La globalizzazione serve alla Pace?

La globalizzazione viene da molto lontano.
Un noto manuale di storia dell’economia internazionale ben sintetizza la diffusione dell’integrazione economica dei mercati, in questo modo:  «A metà dell’Ottocento, grazie al commercio, persone che risiedevano in differenti zone del mondo si trovarono a condividere lo stesso destino. Uno shock che colpiva un’economia poteva velocemente essere trasmesso alle altre, come successe alla fine della guerra di Crimea, quando il mercato mondiale venne inondato dal grano russo. Nel 1857 i prezzi del grano crollarono a causa dell’aumento dell’offerta e le istituzioni finanziarie che, rassicurate dai prezzi elevati, avevano concesso prestiti si trovarono in difficoltà. Il panico finanziario e i fallimenti si diffusero da New York a Liverpool, Londra, Parigi, Amburgo, Oslo, Sud Africa ed Estremo Oriente» (J. Foreman Peck, 1999, 9). 

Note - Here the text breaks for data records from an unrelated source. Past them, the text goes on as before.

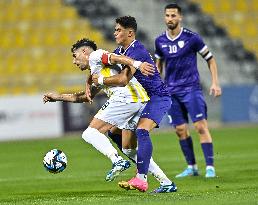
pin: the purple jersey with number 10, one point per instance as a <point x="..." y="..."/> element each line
<point x="179" y="54"/>
<point x="160" y="101"/>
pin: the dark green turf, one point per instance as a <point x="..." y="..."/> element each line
<point x="23" y="180"/>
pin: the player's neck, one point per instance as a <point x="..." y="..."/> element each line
<point x="127" y="43"/>
<point x="174" y="33"/>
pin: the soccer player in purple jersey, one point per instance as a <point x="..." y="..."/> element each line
<point x="160" y="102"/>
<point x="177" y="48"/>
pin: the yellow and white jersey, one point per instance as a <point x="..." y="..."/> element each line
<point x="132" y="92"/>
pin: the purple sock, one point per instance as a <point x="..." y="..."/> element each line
<point x="187" y="148"/>
<point x="207" y="149"/>
<point x="144" y="151"/>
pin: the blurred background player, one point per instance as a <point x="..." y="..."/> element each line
<point x="125" y="34"/>
<point x="176" y="50"/>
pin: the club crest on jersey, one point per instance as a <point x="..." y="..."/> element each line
<point x="181" y="44"/>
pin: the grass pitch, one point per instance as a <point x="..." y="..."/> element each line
<point x="23" y="180"/>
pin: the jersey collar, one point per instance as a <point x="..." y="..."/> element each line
<point x="173" y="39"/>
<point x="121" y="48"/>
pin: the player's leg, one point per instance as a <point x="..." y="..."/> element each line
<point x="118" y="114"/>
<point x="94" y="135"/>
<point x="150" y="118"/>
<point x="207" y="146"/>
<point x="198" y="112"/>
<point x="179" y="119"/>
<point x="115" y="134"/>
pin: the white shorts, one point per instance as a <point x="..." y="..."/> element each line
<point x="121" y="114"/>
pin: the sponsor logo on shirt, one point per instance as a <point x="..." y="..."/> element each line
<point x="181" y="44"/>
<point x="199" y="115"/>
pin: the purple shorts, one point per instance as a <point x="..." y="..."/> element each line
<point x="191" y="103"/>
<point x="156" y="108"/>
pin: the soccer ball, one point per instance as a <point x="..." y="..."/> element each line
<point x="55" y="161"/>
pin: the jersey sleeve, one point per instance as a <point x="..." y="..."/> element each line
<point x="158" y="54"/>
<point x="198" y="44"/>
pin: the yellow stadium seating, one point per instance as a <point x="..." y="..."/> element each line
<point x="36" y="37"/>
<point x="239" y="17"/>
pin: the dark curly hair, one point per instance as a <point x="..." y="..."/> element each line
<point x="127" y="22"/>
<point x="174" y="6"/>
<point x="84" y="42"/>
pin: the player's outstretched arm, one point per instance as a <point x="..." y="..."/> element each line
<point x="79" y="97"/>
<point x="121" y="79"/>
<point x="144" y="67"/>
<point x="215" y="88"/>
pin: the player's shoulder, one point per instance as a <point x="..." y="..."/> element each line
<point x="190" y="33"/>
<point x="97" y="55"/>
<point x="160" y="36"/>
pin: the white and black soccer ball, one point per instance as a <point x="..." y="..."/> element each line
<point x="55" y="161"/>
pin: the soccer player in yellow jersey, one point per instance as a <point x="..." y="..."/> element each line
<point x="122" y="109"/>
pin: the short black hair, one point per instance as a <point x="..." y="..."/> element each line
<point x="174" y="6"/>
<point x="127" y="22"/>
<point x="84" y="42"/>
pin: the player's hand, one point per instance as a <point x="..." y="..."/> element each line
<point x="147" y="69"/>
<point x="95" y="78"/>
<point x="50" y="97"/>
<point x="88" y="92"/>
<point x="215" y="90"/>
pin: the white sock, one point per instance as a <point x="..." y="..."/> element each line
<point x="142" y="177"/>
<point x="154" y="169"/>
<point x="130" y="153"/>
<point x="101" y="143"/>
<point x="193" y="166"/>
<point x="210" y="167"/>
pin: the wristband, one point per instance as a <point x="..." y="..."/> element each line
<point x="100" y="80"/>
<point x="137" y="64"/>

Vogliamo capire cosa ci sta accadendo? Bene, cerchiamo di capire gli avvenimenti ed i fenomeni che sono maturati molto in là nel tempo. 
Fenomeni che per certi tratti appaiono del tutto simili a quelli attuali. Ciò che li differenziava era in sostanza l’ampiezza dei territori toccati, l’intensità dei beni scambiati, le moltitudini di persone che si spostavano attraverso i continenti (oggi a mezzo web). Perché in realtà di questo si tratta: la diffusione delle merci in tutti gli angoli del mondo mediante l’espansione del commercio internazionale.
 
Non sembra errato, infatti, pensare che l’inizio della globalizzazione moderna in realtà ha avuto inizio nell’età della formazione degli imperi spagnolo e portoghese, a cui seguì una ulteriore fase espansiva, intorno alla metà del Settecento, allorché si erano insediate reti transcontinentali stabili dal punto di vista economico e ricche di potenzialità. A cavallo del periodo che intercorre tra la metà del Settecento e la fine dell’Ottocento, vi fu l’avvento di rapporti economici mondiali d’intensità fino a quel momento sconosciuta, favoriti dalle capacità di produzione, di trasporto e di comunicazione messe in moto dalla rivoluzione industriale. 
 
Cosa viene dopo? l’imposizione al resto del mondo dei "trattati ineguali" (I trattati ineguali furono un insieme di convenzioni concluse da alcuni stati dell’Asia orientale con le potenze occidentali tra il XIX secolo e i primi anni del XX. In tale periodo le nazioni asiatiche erano in gran parte incapaci di resistere alla pressione militare ed economica straniera. Negli anni venti i cinesi iniziarono a parlare di "trattati ineguali" in riferimento ai "trattati di pace" del XIX secolo, di pari passo con il consolidamento del montante nazionalismo cinese) insieme alla diffusione in altri continenti le istituzioni e la tecnologia delle società europee occidentali.
 
E dopo? una fase di involuzione che sfocerà nel "nuovo imperialismo", che mise in luce caratteristiche nuove rispetto al vecchio colonialismo degli imperi. Infatti, è adesso che nasce, insieme alla crescita dell’interscambio commerciale, la grande finanza internazionale, in quelle forme sempre più sofisticate che presero il nome di "capitalismo finanziario". 
 
Siamo quindi alla prima globalizzazione o come dicevano i francesi "mondializzazione". Ma subito dopo scoppia la Prima Guerra Mondiale della storia dell’umanità. Il nazionalismo difatti porta all’arresto ogni forma di cooperazione tra le nazioni e alimenta quel lungo periodo d’incertezze. 
 
Per concludere ci facciamo una domanda: Possiamo essere preoccupati che una così grande fase di apertura dell’economia mondiale, se resta povera (o priva) di spirito di collaborazione, dalla volontà di cooperazione e di solidarietà (fra popoli e stati) possa trasformarsi in tutto tranne che in una pace duratura?